Long lines of families waiting to pick up remittances at Western Union have all but disappeared.

“The migrants used to send back money to their families, who would hire someone to build a second floor or paint their houses,” Mr. Rodriguez said. “But now everyone over there is losing their jobs, and down here the jobs are disappearing as a result.”

“Remittances are the single-strongest poverty-reduction tool that many countries have,” said Robert Meins of the Inter-American Development Bank. “This could translate into a great deal of hardship for a lot of people, which I think is underappreciated.”

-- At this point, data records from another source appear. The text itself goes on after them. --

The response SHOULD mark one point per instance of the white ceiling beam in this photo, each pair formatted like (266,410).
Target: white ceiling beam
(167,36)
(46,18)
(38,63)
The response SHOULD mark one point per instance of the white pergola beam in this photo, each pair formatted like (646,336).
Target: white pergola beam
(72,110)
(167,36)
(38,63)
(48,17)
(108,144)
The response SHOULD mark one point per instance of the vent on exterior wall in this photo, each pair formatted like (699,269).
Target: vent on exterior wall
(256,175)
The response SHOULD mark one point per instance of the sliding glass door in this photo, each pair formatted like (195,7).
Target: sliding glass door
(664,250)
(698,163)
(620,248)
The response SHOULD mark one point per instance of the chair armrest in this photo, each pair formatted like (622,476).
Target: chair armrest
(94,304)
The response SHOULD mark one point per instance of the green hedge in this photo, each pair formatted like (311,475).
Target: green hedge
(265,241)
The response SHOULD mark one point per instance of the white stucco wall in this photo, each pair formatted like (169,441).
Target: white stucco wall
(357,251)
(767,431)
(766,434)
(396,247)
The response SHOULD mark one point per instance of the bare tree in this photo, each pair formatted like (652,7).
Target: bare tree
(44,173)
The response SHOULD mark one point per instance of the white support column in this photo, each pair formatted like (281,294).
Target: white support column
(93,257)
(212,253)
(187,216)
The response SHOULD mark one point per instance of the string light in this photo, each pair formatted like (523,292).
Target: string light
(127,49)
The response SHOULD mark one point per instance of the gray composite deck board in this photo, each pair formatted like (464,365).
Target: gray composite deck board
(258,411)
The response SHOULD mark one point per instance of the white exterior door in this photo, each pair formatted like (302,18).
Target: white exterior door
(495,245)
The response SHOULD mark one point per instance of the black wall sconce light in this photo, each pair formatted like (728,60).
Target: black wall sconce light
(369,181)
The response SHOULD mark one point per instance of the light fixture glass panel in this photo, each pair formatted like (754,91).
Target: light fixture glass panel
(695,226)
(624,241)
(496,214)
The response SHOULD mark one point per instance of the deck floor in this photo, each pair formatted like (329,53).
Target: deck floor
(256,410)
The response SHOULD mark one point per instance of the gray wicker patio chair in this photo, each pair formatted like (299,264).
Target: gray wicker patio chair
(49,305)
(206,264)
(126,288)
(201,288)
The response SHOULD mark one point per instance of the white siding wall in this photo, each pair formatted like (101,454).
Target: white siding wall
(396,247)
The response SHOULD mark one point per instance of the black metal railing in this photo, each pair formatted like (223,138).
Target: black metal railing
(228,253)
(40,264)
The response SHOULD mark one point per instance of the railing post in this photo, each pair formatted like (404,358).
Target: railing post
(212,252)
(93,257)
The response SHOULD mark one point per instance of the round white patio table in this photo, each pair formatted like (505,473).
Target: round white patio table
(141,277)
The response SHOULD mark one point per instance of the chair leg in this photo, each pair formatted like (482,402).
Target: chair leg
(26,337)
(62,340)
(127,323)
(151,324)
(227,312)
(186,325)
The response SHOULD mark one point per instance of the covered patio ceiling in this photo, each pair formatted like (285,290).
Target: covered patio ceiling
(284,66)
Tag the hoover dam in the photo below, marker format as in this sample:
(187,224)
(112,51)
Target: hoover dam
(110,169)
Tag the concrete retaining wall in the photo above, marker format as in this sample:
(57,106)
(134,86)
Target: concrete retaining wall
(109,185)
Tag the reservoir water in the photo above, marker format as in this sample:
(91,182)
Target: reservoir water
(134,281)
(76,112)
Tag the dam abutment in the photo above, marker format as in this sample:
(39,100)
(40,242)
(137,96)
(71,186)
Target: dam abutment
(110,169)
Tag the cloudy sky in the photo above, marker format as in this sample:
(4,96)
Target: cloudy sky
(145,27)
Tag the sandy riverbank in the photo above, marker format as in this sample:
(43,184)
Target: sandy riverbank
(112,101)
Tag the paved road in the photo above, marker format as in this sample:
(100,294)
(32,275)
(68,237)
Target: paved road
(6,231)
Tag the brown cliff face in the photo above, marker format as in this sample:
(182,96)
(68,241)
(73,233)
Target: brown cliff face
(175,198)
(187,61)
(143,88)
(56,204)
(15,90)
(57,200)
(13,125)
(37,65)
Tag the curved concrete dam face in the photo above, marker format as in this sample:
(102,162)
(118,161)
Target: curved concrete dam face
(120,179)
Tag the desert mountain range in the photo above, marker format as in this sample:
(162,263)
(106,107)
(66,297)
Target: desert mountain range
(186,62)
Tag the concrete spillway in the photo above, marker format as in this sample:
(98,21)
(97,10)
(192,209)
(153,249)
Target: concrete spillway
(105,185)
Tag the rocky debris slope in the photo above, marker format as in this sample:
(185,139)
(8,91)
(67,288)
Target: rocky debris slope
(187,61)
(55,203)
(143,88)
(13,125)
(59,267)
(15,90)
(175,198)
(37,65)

In Mexico, reduced remittances are combining with a slide in exports to slow the economy, which the central bank Tuesday predicted will contract between 0.8 percent and to 1.8 percent in 2009. Mexico sends 80 percent of its exports to the United States. The government has forecast zero growth.

“It’s definitely another sign that Mexico is receiving a shock from the U.S. recession through its trade ties to it, and we expect the economy to be in recession this year,” said Jimena Zuniga, an economist at Barclay’s Capital in New York.

Mexico receives the largest amount of remittances in Latin America and the third largest in the world, after India and China - where remittances have only slowed but not dropped because they have many skilled professionals working abroad who haven’t been hit as hard.